The short answer is yes. But how can we do so in a way that will enrich our understanding of the Bible while avoiding the pitfalls that such study can sometimes bring? Let’s consider three benefits of engaging historical-critical scholarship, and then three principles to guide us in that engagement.
First, engaging historical-critical scholarship often yields rich literary insights into the text of Scripture. To take just one example, in the last generation Pauline scholarship has helped us to understand more clearly the structure of Paul’s letters. Grasping the way in which Paul may have used rhetorical forms current in antiquity helps us, for example, to appreciate the movement of his argument in Galatians.
Second, engaging historical-critical scholarship can open doors to rich historical and archaeological information that can enhance our study of the Bible. For example, in the last 50 years scholars have explored with breadth and depth the history, beliefs, and practices of Judaism in New Testament times. While this scholarship has provoked debate and disagreement—sometimes heated—our grasp of the New Testament’s world has been markedly enriched.

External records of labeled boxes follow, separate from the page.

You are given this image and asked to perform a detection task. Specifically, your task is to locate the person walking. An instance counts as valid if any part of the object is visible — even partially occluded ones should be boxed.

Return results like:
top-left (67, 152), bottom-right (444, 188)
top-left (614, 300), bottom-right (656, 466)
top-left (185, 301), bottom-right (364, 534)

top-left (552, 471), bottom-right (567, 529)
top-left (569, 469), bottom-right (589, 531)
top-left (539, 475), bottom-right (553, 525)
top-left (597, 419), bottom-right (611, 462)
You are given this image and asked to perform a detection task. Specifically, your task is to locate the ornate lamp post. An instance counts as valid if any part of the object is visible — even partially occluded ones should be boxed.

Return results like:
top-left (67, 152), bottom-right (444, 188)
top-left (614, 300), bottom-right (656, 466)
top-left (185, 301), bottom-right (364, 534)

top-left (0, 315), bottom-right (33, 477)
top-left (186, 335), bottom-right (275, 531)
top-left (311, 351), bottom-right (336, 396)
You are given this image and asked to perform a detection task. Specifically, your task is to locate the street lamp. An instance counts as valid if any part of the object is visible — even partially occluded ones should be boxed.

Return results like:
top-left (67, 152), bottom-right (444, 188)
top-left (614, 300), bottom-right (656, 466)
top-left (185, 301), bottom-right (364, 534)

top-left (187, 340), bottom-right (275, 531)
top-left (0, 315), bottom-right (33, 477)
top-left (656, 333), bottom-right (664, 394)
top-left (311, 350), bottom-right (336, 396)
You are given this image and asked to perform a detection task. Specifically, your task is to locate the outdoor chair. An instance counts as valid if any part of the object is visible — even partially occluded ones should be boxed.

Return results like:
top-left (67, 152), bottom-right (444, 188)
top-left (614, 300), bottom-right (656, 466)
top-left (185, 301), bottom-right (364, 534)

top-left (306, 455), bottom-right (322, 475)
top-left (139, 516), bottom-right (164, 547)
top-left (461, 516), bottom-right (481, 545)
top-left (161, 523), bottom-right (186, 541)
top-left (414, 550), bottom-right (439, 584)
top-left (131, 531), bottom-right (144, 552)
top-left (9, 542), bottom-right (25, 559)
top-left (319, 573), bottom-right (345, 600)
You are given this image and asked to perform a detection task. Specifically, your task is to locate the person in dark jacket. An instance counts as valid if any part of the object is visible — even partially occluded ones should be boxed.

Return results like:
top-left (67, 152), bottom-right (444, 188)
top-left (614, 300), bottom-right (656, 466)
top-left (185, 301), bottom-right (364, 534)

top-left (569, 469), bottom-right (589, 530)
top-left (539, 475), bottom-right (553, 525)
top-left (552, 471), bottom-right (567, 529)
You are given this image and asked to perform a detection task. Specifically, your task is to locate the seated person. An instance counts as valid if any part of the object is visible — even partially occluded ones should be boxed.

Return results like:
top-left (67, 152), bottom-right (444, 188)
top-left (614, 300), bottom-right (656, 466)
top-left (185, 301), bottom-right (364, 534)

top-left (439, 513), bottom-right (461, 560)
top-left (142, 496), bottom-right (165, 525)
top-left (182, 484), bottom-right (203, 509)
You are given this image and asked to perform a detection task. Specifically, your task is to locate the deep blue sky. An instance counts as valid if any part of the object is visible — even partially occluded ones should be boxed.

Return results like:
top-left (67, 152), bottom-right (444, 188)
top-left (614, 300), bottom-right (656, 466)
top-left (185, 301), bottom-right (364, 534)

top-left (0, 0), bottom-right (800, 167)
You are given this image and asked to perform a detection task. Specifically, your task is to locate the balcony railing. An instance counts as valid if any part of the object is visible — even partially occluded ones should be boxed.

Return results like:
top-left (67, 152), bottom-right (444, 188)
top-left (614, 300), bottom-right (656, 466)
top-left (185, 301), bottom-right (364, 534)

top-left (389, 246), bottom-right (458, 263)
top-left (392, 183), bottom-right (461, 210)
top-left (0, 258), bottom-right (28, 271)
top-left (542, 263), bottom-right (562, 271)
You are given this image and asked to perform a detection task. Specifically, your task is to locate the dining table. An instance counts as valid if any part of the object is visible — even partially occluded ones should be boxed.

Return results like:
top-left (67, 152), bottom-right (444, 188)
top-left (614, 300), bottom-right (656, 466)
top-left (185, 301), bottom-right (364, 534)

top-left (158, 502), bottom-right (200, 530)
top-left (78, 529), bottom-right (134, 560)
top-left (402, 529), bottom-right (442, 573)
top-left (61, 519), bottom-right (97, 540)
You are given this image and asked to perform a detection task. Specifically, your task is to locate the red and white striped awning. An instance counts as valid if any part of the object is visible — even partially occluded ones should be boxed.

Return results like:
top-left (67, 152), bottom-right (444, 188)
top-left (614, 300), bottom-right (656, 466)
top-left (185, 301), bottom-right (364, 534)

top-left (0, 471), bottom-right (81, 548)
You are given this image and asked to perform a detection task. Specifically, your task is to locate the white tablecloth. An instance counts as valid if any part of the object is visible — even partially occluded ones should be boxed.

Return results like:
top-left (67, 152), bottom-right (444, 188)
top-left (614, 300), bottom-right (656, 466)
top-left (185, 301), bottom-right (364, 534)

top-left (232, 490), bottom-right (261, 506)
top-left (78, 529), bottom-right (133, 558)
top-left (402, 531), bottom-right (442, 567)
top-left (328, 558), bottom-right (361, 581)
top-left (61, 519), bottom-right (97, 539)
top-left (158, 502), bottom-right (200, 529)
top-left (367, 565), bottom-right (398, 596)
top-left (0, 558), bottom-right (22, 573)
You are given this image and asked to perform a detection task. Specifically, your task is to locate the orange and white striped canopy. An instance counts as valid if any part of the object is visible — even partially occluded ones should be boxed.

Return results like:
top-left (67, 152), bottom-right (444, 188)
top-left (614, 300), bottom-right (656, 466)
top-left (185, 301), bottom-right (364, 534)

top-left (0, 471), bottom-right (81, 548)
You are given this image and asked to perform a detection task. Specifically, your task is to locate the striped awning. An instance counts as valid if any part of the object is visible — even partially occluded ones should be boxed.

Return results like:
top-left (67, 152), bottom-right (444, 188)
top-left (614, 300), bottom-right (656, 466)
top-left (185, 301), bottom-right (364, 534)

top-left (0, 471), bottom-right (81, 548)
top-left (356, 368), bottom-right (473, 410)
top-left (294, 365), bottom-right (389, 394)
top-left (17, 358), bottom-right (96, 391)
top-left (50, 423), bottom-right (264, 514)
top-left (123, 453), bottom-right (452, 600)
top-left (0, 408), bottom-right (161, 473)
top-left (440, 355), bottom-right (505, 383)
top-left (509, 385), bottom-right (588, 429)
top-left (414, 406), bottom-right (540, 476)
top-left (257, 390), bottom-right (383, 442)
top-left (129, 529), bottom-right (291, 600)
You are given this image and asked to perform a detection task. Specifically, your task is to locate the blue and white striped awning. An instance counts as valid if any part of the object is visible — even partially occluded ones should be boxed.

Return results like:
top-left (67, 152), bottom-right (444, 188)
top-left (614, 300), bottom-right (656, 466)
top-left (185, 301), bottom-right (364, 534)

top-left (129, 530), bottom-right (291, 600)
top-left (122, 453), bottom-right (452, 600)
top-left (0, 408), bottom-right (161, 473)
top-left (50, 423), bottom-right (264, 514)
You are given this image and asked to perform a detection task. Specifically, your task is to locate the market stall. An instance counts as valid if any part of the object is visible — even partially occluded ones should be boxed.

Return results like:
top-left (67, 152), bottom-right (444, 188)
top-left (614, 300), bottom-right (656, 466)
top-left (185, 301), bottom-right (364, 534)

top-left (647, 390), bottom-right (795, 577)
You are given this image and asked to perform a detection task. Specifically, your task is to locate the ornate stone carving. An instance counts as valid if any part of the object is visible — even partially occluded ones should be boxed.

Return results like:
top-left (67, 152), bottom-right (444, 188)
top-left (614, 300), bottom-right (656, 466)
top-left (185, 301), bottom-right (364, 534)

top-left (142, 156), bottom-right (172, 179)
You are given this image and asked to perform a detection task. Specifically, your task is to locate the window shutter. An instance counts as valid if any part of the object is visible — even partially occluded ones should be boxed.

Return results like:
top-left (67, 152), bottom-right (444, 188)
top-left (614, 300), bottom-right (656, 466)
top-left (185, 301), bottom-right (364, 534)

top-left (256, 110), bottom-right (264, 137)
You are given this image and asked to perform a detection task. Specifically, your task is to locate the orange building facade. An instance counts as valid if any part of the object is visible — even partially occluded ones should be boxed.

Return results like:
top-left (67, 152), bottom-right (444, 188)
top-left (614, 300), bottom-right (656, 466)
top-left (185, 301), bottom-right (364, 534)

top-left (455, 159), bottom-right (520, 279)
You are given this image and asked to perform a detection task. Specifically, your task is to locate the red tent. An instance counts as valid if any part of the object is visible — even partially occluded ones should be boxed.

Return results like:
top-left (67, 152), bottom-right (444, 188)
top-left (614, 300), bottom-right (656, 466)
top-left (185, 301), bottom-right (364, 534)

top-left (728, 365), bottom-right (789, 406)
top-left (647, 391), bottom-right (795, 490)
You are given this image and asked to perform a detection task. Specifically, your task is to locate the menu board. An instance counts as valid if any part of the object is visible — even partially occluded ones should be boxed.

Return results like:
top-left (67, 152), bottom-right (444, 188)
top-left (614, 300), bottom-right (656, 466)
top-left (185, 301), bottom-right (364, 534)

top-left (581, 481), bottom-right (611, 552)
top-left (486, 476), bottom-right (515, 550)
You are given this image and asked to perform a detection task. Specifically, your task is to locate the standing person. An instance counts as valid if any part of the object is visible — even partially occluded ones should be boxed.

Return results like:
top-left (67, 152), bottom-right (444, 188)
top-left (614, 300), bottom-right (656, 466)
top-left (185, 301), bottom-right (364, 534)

Third, engaging historical-critical scholarship can yield insights into the meaning of Scripture. The discipline of biblical theology, B. B. Warfield noted more than a century ago, “came to us indeed wrapped in the swaddling-clothes of rationalism, and it was rocked in the cradle of the Hegelian recasting of Christianity. . . . But already . . . it [has begun] to show that it was born to better things” (2:12).
We can say much the same about the study of the kingdom of God in the Gospels for the last couple of centuries. Patient, thoughtful engagement of this scholarship has yielded a harvest of insight into the meaning of Scripture.
Three Principles for Study
So, what are some principles to guide us in engaging historical-critical scholarship? The first thing we should do, whenever we pick up any resource to help us understand the Bible’s teachings, is to learn the author’s commitments. What does this person understand the Bible to be and to teach? Getting a handle on an author’s framework is the first step toward discerning what we can glean, and what we may safely leave to the side.
Getting a handle on an author’s framework is the first step toward discerning what we can glean, and what we may safely leave to the side.
Second, if we are preparing a lesson or a sermon, and we decide to consult an historical-critical commentary, we should be sure to read it alongside commentaries by scholars we know and trust. If we find insight in the writings of someone whose convictions may differ from ours, it is always wise to see what other scholars—trusted scholars—have to say. Such comparison will not infallibly yield the truth, but it will assist us to think clearly and carefully about the meaning of the text.
Third, we should take our audience into consideration. If the people I’m teaching have been exposed to historical-critical scholarship and have some knowledge of it, then it may be wise to address that in the course of my teaching or preaching. On the other hand, if the people I’m teaching have little to no familiarity with this scholarship, then I may not want to introduce these issues to them in a Bible study or a sermon.
We don’t always find truth in the places we expect. It can show up in surprising places. This pursuit requires a lot of hard work and tremendous discernment. But if the reward is richer insight into the meaning of Scripture, then our “plundering” will have been worthwhile.